It is derided as a lesser art form—not heady enough for the classical and jazz crowds; not gritty or pure enough for devotees of rock & roll, hip-hop and “real” country. It is manufactured, overly processed, formulaic.
It is simple.
But these critiques miss the point. There is something truly and sublimely beautiful in the simplicity of a perfectly executed pop country track.
Consider “Rockin’ All Night Long,” the debut single from young country newcomer Adam Hambrick. You’d be forgiven for dismissing it as little more than a slapdash collection of tired country tropes. First, there’s the song’s well-worn title, there’s the American car product placement, there’s romanticising of excessive alcohol consumption.
And then there’s it’s very first line: “There were Chevys and levies, whiskey and rye.”

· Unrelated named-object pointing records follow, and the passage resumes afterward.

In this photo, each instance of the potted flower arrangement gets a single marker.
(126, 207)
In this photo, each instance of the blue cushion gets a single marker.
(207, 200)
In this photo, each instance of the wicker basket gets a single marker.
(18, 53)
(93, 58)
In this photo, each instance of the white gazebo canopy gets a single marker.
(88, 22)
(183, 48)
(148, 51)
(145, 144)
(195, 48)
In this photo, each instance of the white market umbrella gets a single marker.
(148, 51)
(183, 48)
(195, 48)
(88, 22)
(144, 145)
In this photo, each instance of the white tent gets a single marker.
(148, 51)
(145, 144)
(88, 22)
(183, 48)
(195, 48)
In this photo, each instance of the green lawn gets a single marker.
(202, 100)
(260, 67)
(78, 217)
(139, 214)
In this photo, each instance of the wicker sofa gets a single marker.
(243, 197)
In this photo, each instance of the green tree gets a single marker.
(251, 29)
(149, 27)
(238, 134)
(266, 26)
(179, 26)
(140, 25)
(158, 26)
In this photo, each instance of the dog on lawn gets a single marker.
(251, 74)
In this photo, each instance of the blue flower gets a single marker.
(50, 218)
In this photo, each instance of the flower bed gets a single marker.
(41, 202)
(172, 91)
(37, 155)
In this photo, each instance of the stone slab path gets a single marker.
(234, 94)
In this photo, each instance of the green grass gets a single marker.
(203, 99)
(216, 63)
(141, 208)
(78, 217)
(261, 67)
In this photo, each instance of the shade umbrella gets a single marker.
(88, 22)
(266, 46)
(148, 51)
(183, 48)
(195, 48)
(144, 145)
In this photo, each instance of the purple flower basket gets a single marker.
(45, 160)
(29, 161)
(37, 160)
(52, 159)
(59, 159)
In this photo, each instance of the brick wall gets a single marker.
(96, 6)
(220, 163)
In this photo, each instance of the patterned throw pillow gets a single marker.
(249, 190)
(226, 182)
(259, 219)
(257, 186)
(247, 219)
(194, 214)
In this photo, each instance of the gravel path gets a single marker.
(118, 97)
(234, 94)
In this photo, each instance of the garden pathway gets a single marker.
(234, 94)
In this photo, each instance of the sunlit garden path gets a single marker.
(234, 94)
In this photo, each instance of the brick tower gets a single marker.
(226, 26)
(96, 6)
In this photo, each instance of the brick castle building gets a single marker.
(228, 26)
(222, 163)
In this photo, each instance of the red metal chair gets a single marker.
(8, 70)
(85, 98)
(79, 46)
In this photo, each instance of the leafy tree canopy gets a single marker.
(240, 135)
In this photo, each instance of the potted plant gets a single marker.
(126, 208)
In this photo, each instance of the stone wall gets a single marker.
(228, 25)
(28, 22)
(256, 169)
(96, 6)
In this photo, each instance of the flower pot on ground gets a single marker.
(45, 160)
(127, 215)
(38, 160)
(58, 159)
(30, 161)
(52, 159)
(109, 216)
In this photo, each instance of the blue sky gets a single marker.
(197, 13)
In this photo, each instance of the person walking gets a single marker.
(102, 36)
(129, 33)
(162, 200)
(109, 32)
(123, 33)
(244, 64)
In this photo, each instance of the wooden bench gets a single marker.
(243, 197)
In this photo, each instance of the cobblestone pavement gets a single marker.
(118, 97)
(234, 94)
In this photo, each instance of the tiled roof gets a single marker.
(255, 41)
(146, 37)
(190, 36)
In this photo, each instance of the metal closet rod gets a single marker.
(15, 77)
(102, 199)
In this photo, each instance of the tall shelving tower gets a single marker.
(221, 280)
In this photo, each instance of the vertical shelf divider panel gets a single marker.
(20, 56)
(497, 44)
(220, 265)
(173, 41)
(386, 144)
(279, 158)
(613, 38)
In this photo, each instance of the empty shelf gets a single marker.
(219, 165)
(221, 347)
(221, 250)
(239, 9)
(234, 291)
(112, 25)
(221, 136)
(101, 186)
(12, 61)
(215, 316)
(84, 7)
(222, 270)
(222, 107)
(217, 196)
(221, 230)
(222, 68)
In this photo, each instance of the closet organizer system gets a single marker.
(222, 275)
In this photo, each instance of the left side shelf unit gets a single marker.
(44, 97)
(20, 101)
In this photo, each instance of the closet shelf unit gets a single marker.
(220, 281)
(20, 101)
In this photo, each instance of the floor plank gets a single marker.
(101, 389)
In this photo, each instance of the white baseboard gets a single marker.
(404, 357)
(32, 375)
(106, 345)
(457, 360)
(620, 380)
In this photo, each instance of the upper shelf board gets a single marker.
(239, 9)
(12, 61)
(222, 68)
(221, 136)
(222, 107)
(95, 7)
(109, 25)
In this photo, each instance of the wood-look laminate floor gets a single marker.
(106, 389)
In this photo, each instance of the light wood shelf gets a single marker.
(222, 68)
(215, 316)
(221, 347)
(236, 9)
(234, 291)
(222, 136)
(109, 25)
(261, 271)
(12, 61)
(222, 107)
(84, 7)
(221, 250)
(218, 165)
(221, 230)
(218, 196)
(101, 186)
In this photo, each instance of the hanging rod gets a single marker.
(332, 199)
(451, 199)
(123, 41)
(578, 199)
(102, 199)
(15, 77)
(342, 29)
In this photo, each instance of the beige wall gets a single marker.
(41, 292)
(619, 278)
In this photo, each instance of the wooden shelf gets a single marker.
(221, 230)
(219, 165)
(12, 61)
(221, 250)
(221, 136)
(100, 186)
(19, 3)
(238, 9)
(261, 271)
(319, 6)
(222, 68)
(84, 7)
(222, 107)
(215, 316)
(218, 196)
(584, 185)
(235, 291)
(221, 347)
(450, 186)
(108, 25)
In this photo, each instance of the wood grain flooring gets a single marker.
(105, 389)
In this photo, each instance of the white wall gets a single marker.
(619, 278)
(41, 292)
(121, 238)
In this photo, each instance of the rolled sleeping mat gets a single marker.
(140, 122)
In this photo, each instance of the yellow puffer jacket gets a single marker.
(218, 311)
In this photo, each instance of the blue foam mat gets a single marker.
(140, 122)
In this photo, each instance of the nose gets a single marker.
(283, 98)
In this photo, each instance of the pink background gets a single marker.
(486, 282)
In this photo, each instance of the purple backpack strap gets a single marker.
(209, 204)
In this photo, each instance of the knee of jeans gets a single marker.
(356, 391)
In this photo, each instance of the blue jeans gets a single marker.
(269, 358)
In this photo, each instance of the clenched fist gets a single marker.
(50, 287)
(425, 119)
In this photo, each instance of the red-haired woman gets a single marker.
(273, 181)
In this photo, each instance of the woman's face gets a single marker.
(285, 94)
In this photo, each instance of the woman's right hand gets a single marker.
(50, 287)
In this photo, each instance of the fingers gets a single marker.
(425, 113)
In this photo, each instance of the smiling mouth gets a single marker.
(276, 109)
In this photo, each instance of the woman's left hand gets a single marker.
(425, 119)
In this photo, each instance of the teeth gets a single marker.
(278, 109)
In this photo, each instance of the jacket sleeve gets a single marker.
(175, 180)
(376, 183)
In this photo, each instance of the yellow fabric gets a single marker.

But then, after all that, Hambrick proves that this is no hack regurgitation, taking the listener on an archetypal American journey—from the foolish exploits of youth, through the whirlwind of romance, finding true love and marriage, and then on to the joys and struggles of parenthood.
The greatest pop songs draw their strength from strong arrangements, powerful lyrics and common cultural touchstones. “Rockin’ All Night Long” has all of this.
After breezing through a two-measure instrumental intro, Hambrick dives into the iconic country imagery of classic cars and strong drink. But his “American Pie” is no cheap trick. Rather, it is a guidepost.
“Gas was cheap and the radio was free,” he continues, conjuring images of aimless summer nights. Reverberant slide guitar, percussive and delayed electric picking and a subtle bass line carry the song through its first verse and chorus without any drums. At just shy of the minute mark the beat comes in to carry the listener through a tale of falling head-over-heels in love.
“There’s a knowing you know kind of feeling you get,” Hambrick begins the second verse, winding his way to the song’s refrain a second time. Then everything is stripped away, except a sparse acoustic guitar and Hambrick’s earnest twang.
It is through this lullaby of a bridge that we come to find Hambrick in the present. Looking back on his wild years and recalling his and his wife’s honeymoon phase. Here he finds himself in a very different place.
“Now it’s 2am and I’m in a rocking chair in a room with pink everywhere,” he sings softly. “She’s got her mama’s smile and lungs like her dad. And she’s the best reason I ever had…”
And this is where the chorus—first sung as a wild-eyed youth and later as a starry-eyed lover—takes on its third meaning: “Bloodshot eyes, watch the sun rise, sleep when you die, phase of life. It’s a full heart, falling hard, singing songs to her in the dark. And drinking up every moment ’til it’s gone. Rockin’ all night long.”
Hambrick, who reaches me by phone from Nashville, is preparing to pick up the very daughter he fawns over in his new single.
“You kind of run out of songs to sing when you’re rocking a baby to sleep in the middle of the night,” he says, explaining how he hit upon the idea of juxtaposing the “beer-and-tailgates, goofy country lyric” with grown-up imagery.
“In that moment, ‘rocking all night long’ meant something different than it did when I was in my 20s,” he says. “I was amused by that thought.”
Still, it took some time for the song to be fully fleshed out. At the time, the Arkansas-born, Mississippi-raised Hambrick had already made some inroads in Nashville. He’d written a few well-known songs, including “Old Habits,” which was recorded by Justin Moore and Miranda Lambert. And after spending some time in a writing room, working on songs for other country artists, he struck out on his own, tapping industry friends to help him bring “Rockin’ All Night Long” to life.
But even then, it took a while to figure out how to bridge the late-night revelry with his late-night daddy duties. Finally, he landed on a verse that is largely open to interpretation. What causes the bloodshot eyes and all-nighters of his torrid romance? The answer is probably different for all of his fans. And he likes it that way.
“It is good for people to have clear visions of what a song is,” he says. “But I think it is an anchor point, not a boundary.”